Even this newsletter is an example of this at work. Is it the best thing ever written? Definitely not. But in the process of creating it, I have practiced my writing skills and proven to myself that I show up every Friday and do the work. This continually builds confidence and makes every next piece of work a tiny bit better still.

Small wins every day. That’s it.


⛑️ Reflections from the trenches

In this section, I share my weekly thoughts and reflections that come up during our journey of building our company GrowthBay.

You won't always get what you want, but you might just get what you need.

This week was a turbulent one for me. Due to unforeseen circumstances, a planned website launch on Tuesday had to be rolled back and postponed twice. And even though we successfully delivered on the third go and everyone involved is super happy with the end-result, the question remained: What happened and why?

When I do a personal post-mortem of any project or undertaking, I'll try to analyze how I specifically have lived up to my promises and where I have fallen short. I don't want to bore you with the specifics, so let's jump straight to my conclusion: To speed up the release of this project and to meet its deadline, I have agreed to too many shortcuts and compromises that made the technical setup complex and failure-prone. And while each little compromise on its own would have not been too much of an issue, in totality they have left us vulnerable to a vast array of eventualities that could go wrong.

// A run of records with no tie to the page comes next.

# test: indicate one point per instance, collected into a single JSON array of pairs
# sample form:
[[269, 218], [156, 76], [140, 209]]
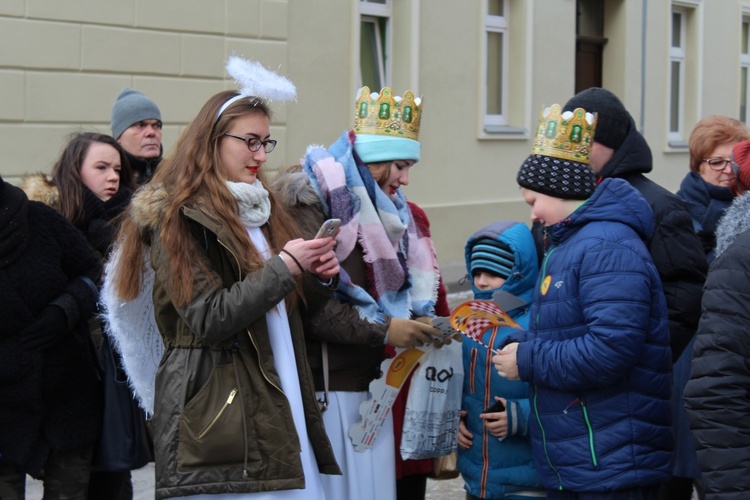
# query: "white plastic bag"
[[433, 404]]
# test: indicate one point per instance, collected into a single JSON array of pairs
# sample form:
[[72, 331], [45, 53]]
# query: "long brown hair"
[[193, 175], [66, 174]]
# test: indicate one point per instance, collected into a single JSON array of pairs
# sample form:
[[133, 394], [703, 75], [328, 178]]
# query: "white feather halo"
[[255, 80]]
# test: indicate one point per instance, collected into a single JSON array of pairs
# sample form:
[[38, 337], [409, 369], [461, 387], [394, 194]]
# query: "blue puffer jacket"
[[491, 467], [597, 353]]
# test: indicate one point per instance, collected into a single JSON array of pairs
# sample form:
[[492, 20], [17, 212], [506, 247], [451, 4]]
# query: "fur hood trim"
[[294, 189], [149, 206], [39, 187], [736, 220]]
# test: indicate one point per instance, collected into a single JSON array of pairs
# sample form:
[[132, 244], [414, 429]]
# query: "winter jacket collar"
[[633, 156], [736, 221], [615, 201], [705, 201]]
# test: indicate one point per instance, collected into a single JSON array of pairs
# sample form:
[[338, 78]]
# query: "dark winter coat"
[[717, 397], [675, 248], [218, 363], [597, 353], [706, 204], [493, 468], [51, 399], [356, 347]]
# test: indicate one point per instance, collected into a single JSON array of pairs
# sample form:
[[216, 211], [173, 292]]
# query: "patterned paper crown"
[[567, 135], [388, 115]]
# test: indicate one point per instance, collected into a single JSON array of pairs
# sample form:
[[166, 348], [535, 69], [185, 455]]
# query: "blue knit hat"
[[492, 256], [132, 107]]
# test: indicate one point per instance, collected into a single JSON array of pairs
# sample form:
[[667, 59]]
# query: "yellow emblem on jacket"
[[545, 284]]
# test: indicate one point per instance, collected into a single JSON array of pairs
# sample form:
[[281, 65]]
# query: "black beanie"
[[613, 120], [566, 179]]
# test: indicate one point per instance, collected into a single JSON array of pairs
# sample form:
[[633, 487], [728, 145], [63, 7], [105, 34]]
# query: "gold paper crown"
[[568, 137], [388, 115]]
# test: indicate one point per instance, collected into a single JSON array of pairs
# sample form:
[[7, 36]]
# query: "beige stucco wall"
[[63, 63]]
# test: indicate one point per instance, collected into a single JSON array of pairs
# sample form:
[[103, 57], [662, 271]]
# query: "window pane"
[[674, 98], [496, 7], [743, 95], [369, 58], [676, 29], [494, 73]]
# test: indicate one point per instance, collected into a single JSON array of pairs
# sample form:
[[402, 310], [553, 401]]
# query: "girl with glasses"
[[234, 408]]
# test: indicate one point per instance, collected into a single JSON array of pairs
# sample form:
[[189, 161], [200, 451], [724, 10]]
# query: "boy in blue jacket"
[[596, 354], [494, 452]]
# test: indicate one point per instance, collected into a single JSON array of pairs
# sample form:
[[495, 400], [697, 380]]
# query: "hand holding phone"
[[328, 228], [497, 407]]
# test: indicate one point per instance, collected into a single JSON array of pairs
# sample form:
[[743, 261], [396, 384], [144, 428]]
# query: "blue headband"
[[376, 148]]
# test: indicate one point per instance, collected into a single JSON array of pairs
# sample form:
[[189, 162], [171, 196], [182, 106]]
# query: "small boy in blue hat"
[[494, 452]]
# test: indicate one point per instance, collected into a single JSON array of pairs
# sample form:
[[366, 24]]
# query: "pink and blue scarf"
[[401, 263]]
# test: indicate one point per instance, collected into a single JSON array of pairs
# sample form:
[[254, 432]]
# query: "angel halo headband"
[[256, 81]]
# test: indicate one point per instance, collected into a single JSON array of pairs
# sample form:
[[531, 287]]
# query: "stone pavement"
[[143, 487]]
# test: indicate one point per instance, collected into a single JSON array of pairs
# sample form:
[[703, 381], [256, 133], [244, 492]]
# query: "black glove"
[[49, 328]]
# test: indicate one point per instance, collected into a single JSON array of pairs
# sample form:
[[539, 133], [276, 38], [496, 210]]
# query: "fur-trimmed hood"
[[736, 220], [149, 207], [296, 194], [39, 187]]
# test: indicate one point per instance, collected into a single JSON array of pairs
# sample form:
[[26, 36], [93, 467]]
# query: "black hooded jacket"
[[676, 249]]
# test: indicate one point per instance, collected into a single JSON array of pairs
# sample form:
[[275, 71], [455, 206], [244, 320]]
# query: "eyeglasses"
[[254, 144], [735, 165], [718, 164]]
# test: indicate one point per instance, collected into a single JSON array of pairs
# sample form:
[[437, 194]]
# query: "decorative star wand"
[[474, 317]]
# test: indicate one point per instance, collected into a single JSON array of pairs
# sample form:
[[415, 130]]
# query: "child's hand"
[[464, 436], [506, 363], [496, 422]]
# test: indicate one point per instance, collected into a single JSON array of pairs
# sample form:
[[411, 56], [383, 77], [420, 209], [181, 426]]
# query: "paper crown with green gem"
[[567, 135], [388, 115]]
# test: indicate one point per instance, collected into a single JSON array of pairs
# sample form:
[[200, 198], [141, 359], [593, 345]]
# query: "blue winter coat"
[[597, 353], [491, 467]]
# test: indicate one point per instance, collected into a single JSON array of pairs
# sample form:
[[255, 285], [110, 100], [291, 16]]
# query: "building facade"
[[485, 69]]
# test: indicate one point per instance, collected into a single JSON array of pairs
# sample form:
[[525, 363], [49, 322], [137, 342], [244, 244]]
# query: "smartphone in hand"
[[328, 228], [498, 406]]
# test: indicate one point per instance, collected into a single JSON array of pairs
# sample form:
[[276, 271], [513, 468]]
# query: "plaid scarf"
[[400, 259]]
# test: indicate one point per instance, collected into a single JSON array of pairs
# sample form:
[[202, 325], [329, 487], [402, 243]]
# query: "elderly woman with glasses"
[[706, 187]]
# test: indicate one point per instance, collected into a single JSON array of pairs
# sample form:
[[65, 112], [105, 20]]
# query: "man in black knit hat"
[[619, 150], [596, 352], [136, 125]]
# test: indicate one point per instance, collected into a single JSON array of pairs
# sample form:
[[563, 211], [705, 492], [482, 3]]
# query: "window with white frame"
[[374, 47], [677, 51], [495, 96], [744, 68]]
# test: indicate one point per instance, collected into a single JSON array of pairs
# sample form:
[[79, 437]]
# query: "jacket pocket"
[[211, 427]]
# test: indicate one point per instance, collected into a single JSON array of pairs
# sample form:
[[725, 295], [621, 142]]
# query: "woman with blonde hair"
[[234, 404]]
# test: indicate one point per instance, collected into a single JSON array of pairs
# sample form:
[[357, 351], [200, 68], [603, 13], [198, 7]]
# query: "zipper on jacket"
[[543, 273], [260, 361], [544, 439], [589, 428], [245, 472], [228, 402]]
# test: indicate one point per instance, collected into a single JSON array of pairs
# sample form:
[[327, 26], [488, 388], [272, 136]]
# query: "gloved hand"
[[410, 333], [49, 328], [437, 342]]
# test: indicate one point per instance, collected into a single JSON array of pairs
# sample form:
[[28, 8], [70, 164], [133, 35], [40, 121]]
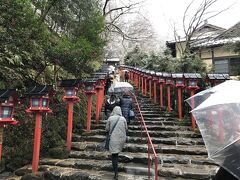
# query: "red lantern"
[[39, 103], [8, 98], [70, 95]]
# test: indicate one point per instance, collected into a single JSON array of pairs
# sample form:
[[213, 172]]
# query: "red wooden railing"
[[150, 144]]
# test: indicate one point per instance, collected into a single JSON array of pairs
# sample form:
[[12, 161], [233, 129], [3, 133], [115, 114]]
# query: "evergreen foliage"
[[42, 41]]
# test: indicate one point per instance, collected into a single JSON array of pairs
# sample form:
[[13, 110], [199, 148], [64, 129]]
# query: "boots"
[[116, 175]]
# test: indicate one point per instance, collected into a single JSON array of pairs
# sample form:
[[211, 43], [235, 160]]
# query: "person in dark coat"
[[126, 76], [118, 136], [110, 103], [126, 105], [223, 174]]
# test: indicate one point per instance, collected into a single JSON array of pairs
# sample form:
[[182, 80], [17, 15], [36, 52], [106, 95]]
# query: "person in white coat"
[[118, 136]]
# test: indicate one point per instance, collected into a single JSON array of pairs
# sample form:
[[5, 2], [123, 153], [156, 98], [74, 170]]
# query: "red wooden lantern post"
[[155, 80], [89, 85], [161, 82], [39, 103], [142, 79], [215, 79], [70, 96], [150, 85], [179, 84], [145, 83], [168, 82], [8, 99], [99, 93], [139, 79], [192, 86]]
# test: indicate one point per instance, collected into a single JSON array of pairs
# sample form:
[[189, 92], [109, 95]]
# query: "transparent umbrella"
[[217, 113], [120, 87]]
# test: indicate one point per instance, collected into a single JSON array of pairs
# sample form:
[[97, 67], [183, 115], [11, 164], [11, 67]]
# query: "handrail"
[[150, 144]]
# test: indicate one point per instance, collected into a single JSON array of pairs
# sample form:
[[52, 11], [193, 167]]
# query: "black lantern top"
[[70, 89], [218, 76], [39, 98], [89, 85], [69, 83], [192, 76], [168, 77], [192, 79], [179, 79], [100, 75]]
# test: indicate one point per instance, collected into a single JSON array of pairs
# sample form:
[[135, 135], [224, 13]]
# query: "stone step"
[[187, 171], [143, 148], [52, 172], [126, 157], [143, 140], [98, 165], [92, 169], [159, 121], [150, 115], [151, 125], [152, 133]]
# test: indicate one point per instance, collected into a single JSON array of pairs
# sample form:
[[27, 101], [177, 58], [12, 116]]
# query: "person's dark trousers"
[[115, 164]]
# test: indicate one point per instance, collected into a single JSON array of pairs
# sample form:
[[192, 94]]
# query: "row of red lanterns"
[[39, 103], [141, 77]]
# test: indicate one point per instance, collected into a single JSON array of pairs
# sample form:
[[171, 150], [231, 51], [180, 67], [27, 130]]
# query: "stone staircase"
[[181, 152]]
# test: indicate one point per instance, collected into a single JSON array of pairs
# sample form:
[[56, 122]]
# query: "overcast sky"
[[164, 13]]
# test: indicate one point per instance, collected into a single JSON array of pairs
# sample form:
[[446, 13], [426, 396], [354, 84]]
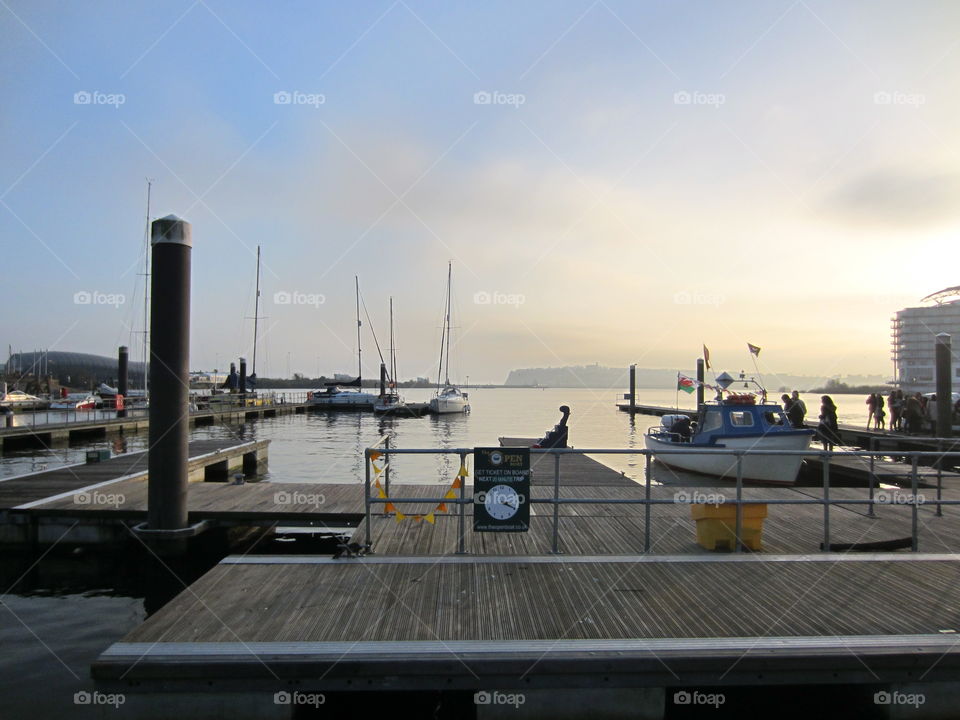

To make things worse, I was well aware that we are pushing our luck, but in my mind (and in agreement with the customer) it was a temporary solution anyways and we already had plans to fix all loose ends right after the launch was concluded. So no problem right? We do the launch and fix the rest later.

Well, I was wrong. Shit hit the fan, mission critical technical issues arose and we had to abort. Twice. Not the most comfortable situation to be in.

That was two days ago. Now after reflecting, zooming out and looking at the long-term view, we certainly didn't get what we wanted (a smooth release), but I think we might have gotten what we needed (a wake up call to re-evaluate the whole legacy infrastructure that's been in place for years and a bonus lesson in proper risk mitigation management).

And isn't that the case so often in life? When things go wrong, we have to take responsibility for the situation (the first instinct is often to look for someone else to blame and so it was the case here). And when each of us actually takes the time to look under the hood of what happened and why, we find a valuable lesson for our own life hidden in plain sight. And it's on us to learn from that lesson, or we might find ourselves in a similar situation again very soon.

To me that is true for business, relationships, hobbies, finances, you name it.

Life gives us what we need. Sometimes it coincides with what we want, and sometimes it doesn't.